Specifically, the LSTM model has achieved a higher mean correlation coefficient alongside a lower standard deviation. These statistical measures indicate not only an enhanced similarity to the original signal but also a consistency in performance across various noise levels. Spectrogram analysis further confirmed these findings, revealing a clear restoration of signal integrity post denoising, particularly evident in the retention of the LFM signal’s characteristics. An improvement in SNR was also demonstrated, plotted graphically, and the average improvement in SNR was calculated, showing the efficiency of the proposed approach.
The significance of this research extends beyond the theoretical realm, promising substantial practical applications in the field of radar signal processing. By automating the selection of wavelet parameters and adapting to different SNR levels, the proposed method paves the way for more accurate and reliable radar detection. This could have far-reaching implications in various sectors, including but not limited to the defense, aviation, and automotive industries, where radar technology is pivotal.

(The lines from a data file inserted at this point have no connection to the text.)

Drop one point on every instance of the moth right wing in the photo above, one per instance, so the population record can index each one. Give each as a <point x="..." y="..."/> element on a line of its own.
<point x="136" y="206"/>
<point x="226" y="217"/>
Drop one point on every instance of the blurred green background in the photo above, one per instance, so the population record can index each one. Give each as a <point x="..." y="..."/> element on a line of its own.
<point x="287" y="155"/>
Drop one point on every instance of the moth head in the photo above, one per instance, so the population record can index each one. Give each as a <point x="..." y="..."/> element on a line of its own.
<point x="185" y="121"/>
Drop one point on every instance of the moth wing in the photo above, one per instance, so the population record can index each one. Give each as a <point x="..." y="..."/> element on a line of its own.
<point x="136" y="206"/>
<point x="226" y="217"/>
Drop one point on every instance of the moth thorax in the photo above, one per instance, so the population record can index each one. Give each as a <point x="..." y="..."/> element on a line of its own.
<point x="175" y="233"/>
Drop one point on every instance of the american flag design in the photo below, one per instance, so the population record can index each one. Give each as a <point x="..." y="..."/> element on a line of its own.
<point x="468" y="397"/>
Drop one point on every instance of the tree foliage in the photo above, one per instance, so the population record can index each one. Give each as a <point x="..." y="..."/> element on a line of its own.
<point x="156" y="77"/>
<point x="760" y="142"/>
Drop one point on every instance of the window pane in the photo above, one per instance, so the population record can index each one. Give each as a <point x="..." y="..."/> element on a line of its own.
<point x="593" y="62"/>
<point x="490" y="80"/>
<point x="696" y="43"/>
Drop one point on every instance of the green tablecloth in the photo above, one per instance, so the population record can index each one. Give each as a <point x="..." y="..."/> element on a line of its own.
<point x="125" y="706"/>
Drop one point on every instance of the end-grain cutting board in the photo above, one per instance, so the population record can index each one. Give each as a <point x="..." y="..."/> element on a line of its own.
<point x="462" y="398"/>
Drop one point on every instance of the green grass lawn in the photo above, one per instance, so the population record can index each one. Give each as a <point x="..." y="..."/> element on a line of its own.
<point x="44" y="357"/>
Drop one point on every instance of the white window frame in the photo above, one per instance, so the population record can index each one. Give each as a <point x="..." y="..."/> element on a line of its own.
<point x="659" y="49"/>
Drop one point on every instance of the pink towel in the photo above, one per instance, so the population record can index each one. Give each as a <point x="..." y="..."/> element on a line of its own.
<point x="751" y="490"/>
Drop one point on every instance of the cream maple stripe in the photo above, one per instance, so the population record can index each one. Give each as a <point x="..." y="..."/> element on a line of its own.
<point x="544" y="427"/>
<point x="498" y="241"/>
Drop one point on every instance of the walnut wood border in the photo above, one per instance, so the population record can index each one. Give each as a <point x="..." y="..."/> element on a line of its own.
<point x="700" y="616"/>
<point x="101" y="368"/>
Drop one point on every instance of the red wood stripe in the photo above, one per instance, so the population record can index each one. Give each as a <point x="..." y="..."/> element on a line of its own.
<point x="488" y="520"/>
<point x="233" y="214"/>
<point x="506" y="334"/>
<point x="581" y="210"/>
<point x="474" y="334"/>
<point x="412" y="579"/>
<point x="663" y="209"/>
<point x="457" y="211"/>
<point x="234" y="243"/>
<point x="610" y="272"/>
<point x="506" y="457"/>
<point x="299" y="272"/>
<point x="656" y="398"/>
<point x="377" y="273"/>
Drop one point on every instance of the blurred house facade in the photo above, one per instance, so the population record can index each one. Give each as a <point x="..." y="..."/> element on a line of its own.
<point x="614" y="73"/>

The potential for integrating additional deep learning models and techniques could be explored to further refine denoising capabilities. Moreover, extending the application of this approach to other types of signals and noise environments could broaden its utility in the signal processing domain.
Future Work
While this study has shown the potential of the LSTM-based wavelet parameter selection approach, future research will aim to incorporate real-world radar data to further validate the method’s robustness in practical applications. Testing on field data from actual radar systems will provide a more thorough evaluation of the model’s denoising capabilities and its ability to handle diverse noise characteristics. Moreover, future iterations of this research will include a comparative analysis with state-of-the-art deep learning-based denoising methods in order to gain deeper insight into the advantages and limitations of the proposed method in comparison to contemporary approaches.